Les articles 18 et 19 de la Déclaration universelle des droits de l’homme(10 décembre 1948) consacrent eux aussi la liberté d’expression, conjointement à la liberté de conviction et de religion.

Voir http://www.les-infostrateges.com/article/0807342/un-droit-fondamental-la-liberte-d-expression-et-ses-limites ; et http://www.lemondepolitique.fr/cours/libertespubliques/libertes/liberte_expression.htm

*** Une idée en rappelle une autre, mais ce rappel me paraît utile, face à ceux qui plaident, pour les mêmes raisons ou pour d’autres, pour l’abolition des lois dites mémorielles : qui se souvient du décret-loi « Marchandeau »(du nom de celui qui a été Député radical-socialiste de la Marne, maire de Reims,  ministre de la Justice entre novembre 1938 et septembre 1939)portant sur la répression de la diffamation par voie de presse lorsque « la diffamation ou l’injure, commise envers un groupe de personnes appartenant, par leur origine, à une race ou à une religion déterminée, aura pour but d’exciter à la haine entre les citoyens ou les habitants » ?

Pour l’anecdote (qui n’est pas un « point de détail de l’histoire »), l’une des premières mesures du régime Vichy, mis en place depuis à peine un mois(Il n’existe plus de Parlement, et les lois l’œuvre du Maréchal Pétain qui, selon l’article 1 § 2 de l’acte constitutionnel n°2 du 11 juillet 1940, exerce le pouvoir législatif, en conseil des ministres), a été d’abroger cette fameuse loi Marchandeau, le 27 août 1940. Sachant que l’armistice avec l’Allemagne, mettant fin officiellement aux hostilités ouvertes par la déclaration de guerre du 3 septembre 1939, ne sera signé que plus tard,  le 22 juin 1940.
Avec l’abolition du décret-loi Marchandeau, la loi rend libre la tenue de propos racistes ou antisémites, et prononce une amnistie des poursuites.
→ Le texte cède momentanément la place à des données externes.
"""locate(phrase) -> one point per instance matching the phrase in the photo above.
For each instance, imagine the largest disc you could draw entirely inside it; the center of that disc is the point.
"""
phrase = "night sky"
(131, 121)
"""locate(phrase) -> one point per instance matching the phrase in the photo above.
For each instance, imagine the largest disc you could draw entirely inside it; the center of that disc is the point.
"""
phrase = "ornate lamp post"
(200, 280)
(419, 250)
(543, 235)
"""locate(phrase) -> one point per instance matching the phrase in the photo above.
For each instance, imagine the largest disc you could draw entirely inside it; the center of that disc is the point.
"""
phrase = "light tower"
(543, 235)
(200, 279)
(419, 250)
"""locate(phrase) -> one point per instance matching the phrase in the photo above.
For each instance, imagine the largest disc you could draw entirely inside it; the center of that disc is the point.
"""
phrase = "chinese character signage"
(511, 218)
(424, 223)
Avec pour conséquences un boulevard pour la propagande xénophobe, raciste et antisémite, et une liberté de la presse au service du racisme et de l’antisémitisme.
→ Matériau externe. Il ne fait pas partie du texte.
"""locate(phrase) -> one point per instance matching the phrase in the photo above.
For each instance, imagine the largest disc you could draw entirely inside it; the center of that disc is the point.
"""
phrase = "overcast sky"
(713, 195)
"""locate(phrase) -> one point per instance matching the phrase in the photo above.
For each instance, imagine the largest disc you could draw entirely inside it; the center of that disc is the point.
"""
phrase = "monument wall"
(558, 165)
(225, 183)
Le Journal officiel du 30 août 1940, page 4844, publie la loi du 27 août 1940 portant abrogation du décret-loi du 21 avril 1939, modifiant les articles 32, 33 et 60 de la loi du 29 juillet 1881 sur la liberté de la presse :
« Art. 1°. – Est abrogé le décret-loi du 21 avril 1939, modifiant les articles 32, 33 et 60 de la loi du 29 juillet 1881 sur la liberté de la presse. Les dispositions antérieures des articles précités sont remises en vigueur.
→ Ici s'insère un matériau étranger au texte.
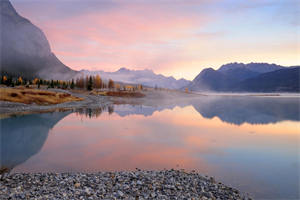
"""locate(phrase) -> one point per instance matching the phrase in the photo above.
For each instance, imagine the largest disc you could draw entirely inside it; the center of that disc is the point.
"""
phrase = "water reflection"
(24, 136)
(252, 110)
(251, 143)
(234, 110)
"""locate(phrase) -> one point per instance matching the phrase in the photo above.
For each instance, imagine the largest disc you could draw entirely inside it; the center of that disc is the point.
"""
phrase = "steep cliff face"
(25, 50)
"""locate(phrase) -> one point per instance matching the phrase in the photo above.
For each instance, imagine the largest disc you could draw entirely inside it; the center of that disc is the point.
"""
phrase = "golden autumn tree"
(35, 81)
(111, 84)
(4, 79)
(20, 80)
(97, 82)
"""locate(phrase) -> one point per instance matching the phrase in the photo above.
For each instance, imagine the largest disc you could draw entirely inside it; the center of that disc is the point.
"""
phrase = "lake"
(250, 143)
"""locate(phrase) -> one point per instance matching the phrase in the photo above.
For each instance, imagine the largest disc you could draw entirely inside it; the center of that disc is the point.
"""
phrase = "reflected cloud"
(24, 136)
(234, 110)
(252, 110)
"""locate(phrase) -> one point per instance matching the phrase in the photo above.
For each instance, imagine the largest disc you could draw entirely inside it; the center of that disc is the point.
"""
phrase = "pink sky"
(177, 38)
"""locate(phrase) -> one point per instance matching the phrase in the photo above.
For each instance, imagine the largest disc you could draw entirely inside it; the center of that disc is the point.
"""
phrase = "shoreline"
(152, 98)
(139, 184)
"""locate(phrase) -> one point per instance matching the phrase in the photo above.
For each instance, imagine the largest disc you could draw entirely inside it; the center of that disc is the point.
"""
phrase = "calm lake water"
(251, 143)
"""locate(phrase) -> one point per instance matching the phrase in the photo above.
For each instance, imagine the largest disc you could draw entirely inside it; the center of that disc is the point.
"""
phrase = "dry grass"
(39, 97)
(119, 93)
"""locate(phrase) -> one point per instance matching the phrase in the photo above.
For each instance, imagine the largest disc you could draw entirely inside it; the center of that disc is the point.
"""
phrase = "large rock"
(25, 50)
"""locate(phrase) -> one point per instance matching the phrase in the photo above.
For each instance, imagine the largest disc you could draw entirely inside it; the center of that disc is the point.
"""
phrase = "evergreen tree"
(72, 84)
(90, 83)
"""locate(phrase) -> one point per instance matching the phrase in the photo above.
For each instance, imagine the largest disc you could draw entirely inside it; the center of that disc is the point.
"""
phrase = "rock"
(77, 185)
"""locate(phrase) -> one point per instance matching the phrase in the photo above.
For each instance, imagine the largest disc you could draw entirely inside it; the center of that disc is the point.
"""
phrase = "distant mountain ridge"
(25, 50)
(252, 77)
(145, 77)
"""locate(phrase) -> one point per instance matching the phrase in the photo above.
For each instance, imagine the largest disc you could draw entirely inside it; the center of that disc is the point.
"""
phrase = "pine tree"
(72, 84)
(90, 83)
« Art. 2. – Amnistie pleine et entière est accordée, pour tous les faits commis antérieurement à la promulgation de la présente loi, aux délits prévus par les dispositions abrogées par l’article 1° du présent décret ».

****L’on pourrait penser qu’en Eden, Dieu ait dès le départ accordé une liberté totale à l’homme :
« ….L’Éternel Dieu fit pousser du sol des arbres de toute espèce, agréables à voir et bons à manger, et l’arbre de la vie au milieu du jardin, et l’arbre de la connaissance du bien et du mal.(…) L’Éternel Dieu prit l’homme, et le plaça dans le jardin d’Éden pour le cultiver et pour le garder. L’Éternel Dieu donna cet ordre à l’homme: Tu pourras manger de tous les arbres du jardin…. »(Gen.2v9)

Une liberté assortie toutefois d’un garde-fou : « mais tu ne mangeras pas de l’arbre de la connaissance du bien et du mal, car le jour où tu en mangeras, tu mourras »(v16-17)
Garde-fou qui a été rapidement violé par l’homme et la femme…tous deux motivés par la volonté d’atteindre le « No limit » (« vous serez comme des dieux »)

***** « Ce n’est pas la technique qui nous asservit mais le sacré transféré à la technique » (Ellul, Jacques. Les nouveaux possédés, 1973).

Jacques Ellul(mort en 1994) est un professeur d’histoire du droit, sociologue et théologien protestant français, surtout connu comme penseur de la technique et de l’aliénation au XXe siècle.

****** Moloch, dieu exigeant le sacrifice des enfants.

*******Inspirée d’une citation de Frédéric Rognon, relevée dans le débat « La Décroissance est-elle une hérésie ? » IN La Décroissance, décembre 2013, numéro 105, p15 : « il ne pourra y avoir de libération que si l’on profane la technique, et « que lorsque l’on aura enlevé l’aura de sacré qui entoure la technique. »

Frédéric Rognon est professeur de Philosophie des religions, à la Faculté de Théologie Protestante de Strasbourg.